Processing¶
Generating the databases for SciELO website¶
Directories¶
The bases-work subdirectory hosts the sub-directories of each database during processing in addition to individual directories for each journal.
The serial subdirectory contains the directories of all journals which in turn have all the original numbers used in processing (this data may be discarded after processing is carried out and approved).
The bases subdirectory has the databases for the website.
The proc subdirectory has the processing scripts, and other files related to the processing.
GeraPadrao.bat¶
It is a script which generates the databases for the SciELO website.
- INPUTS:
- serial folder’s content:
- databases generated by Converter from markup and body folders and were sent to the Linux server by EnviaBasesScieloPadrao.bat script of the local server.
- scilista.lst which contains a list of journal issues to be add/replaced/deleted.
- folders and files located in /var/www/scielo/bases-work/
- log filename. e.g.: /var/www/scielo/proc/log/GeraPadrao.log
- OUTPUTS:
- folders and files located in /var/www/scielo/bases-work/
- folders and files located in /var/www/scielo/bases/
- log file. e.g.: /var/www/scielo/proc/log/GeraPadrao.log
Edit GeraPadrao.bat to set parameters to generate the website’s databases.

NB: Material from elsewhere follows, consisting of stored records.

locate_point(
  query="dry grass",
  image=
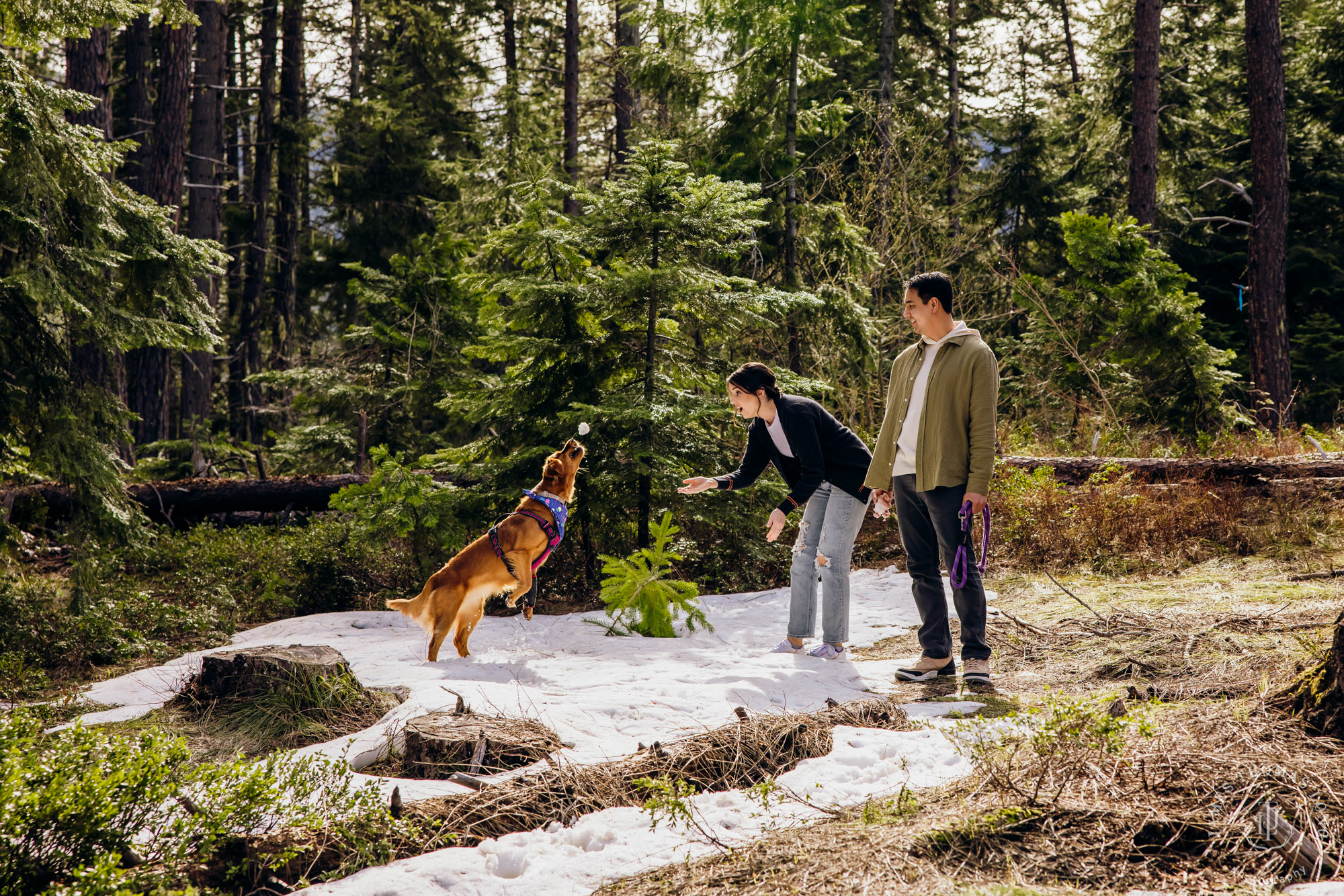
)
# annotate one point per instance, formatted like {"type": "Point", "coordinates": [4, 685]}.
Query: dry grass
{"type": "Point", "coordinates": [304, 711]}
{"type": "Point", "coordinates": [1029, 441]}
{"type": "Point", "coordinates": [726, 758]}
{"type": "Point", "coordinates": [1175, 811]}
{"type": "Point", "coordinates": [1120, 525]}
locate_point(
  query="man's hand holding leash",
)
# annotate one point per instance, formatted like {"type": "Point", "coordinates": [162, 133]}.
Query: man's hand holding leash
{"type": "Point", "coordinates": [882, 503]}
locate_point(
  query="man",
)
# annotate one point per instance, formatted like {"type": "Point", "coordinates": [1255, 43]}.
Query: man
{"type": "Point", "coordinates": [936, 452]}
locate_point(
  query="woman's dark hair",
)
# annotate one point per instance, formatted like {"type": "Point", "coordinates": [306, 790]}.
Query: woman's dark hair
{"type": "Point", "coordinates": [755, 375]}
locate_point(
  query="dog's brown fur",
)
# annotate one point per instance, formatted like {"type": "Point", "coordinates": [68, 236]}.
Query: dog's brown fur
{"type": "Point", "coordinates": [455, 597]}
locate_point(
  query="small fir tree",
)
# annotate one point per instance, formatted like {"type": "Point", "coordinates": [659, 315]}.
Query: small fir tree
{"type": "Point", "coordinates": [640, 597]}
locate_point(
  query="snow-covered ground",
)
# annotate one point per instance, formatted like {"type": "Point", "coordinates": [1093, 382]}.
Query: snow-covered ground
{"type": "Point", "coordinates": [605, 695]}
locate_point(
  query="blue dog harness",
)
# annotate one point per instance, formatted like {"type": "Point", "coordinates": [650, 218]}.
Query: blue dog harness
{"type": "Point", "coordinates": [554, 535]}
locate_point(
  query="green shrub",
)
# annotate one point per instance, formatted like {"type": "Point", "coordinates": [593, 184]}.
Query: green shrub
{"type": "Point", "coordinates": [638, 596]}
{"type": "Point", "coordinates": [76, 805]}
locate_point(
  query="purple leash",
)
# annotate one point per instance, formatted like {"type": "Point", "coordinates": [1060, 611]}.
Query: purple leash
{"type": "Point", "coordinates": [960, 565]}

./GeraScielo.bat <serial_parent_path> <proc_parent_path> <log filename> <cria>
where
- Parameter 1: serial_parent_path: e.g.: /var/www/scielo/
- Parameter 2: proc_parent_path: e.g.: /var/www/scielo/
- Parameter 3: log filename: e.g.: /var/www/scielo/proc/log/GeraPadrao.log
- Parameter 4: optional parameter. Use the value cria, if you want to reset the log file, otherwise, the log file will be appended.
Warning
It is possible to use relative paths for parameters 1 to 3.
Examples:
./GeraScielo.bat .. .. log/GeraPadrao.log./GeraScielo.bat .. .. log/GeraPadrao.log cria
Execute GeraPadrao.bat
Go to /var/www/scielo/proc
Edit/check scilista.lst which contains the list of journal issues of the website.
vi ../serial/scilista.lst
Execute
./GeraPadrao.bat
Exporting the databases for SciELO Network processing¶
This process is made through the utilitary Paperboy. Paperboy is a Python utilitary developed to replace the scripts:
- Envia2MedlinePadrao.bat
- static_files_catalog.sh
Installing Paperboy¶
Install guide: https://github.com/scieloorg/paperboy
Configuring Paperboy¶
After install the paperboy you must create a config.ini file to configure the source and destiny resources, and the ssh account that will be used to send data to the server.
Creating config.ini file¶
Access the directory /var/www/scielo/proc
cd /var/www/scielo/proc
Create a text file named paperboy_envia_to_scielo_config.ini in the proc directory, the file must follow the bellow format:
Note
You may also use a file name of your preference for the config file, having in mind you must to replace the name of the config file in the following guidances.
[app:main]
source_dir=c:/var/www/scielo
cisis_dir=c:/var/www/scielo/proc/cisis
server=localhost
port=21
user=anonymous
password=anonymous
source_dir: Absolute path to the directory where the SciELO website was installed.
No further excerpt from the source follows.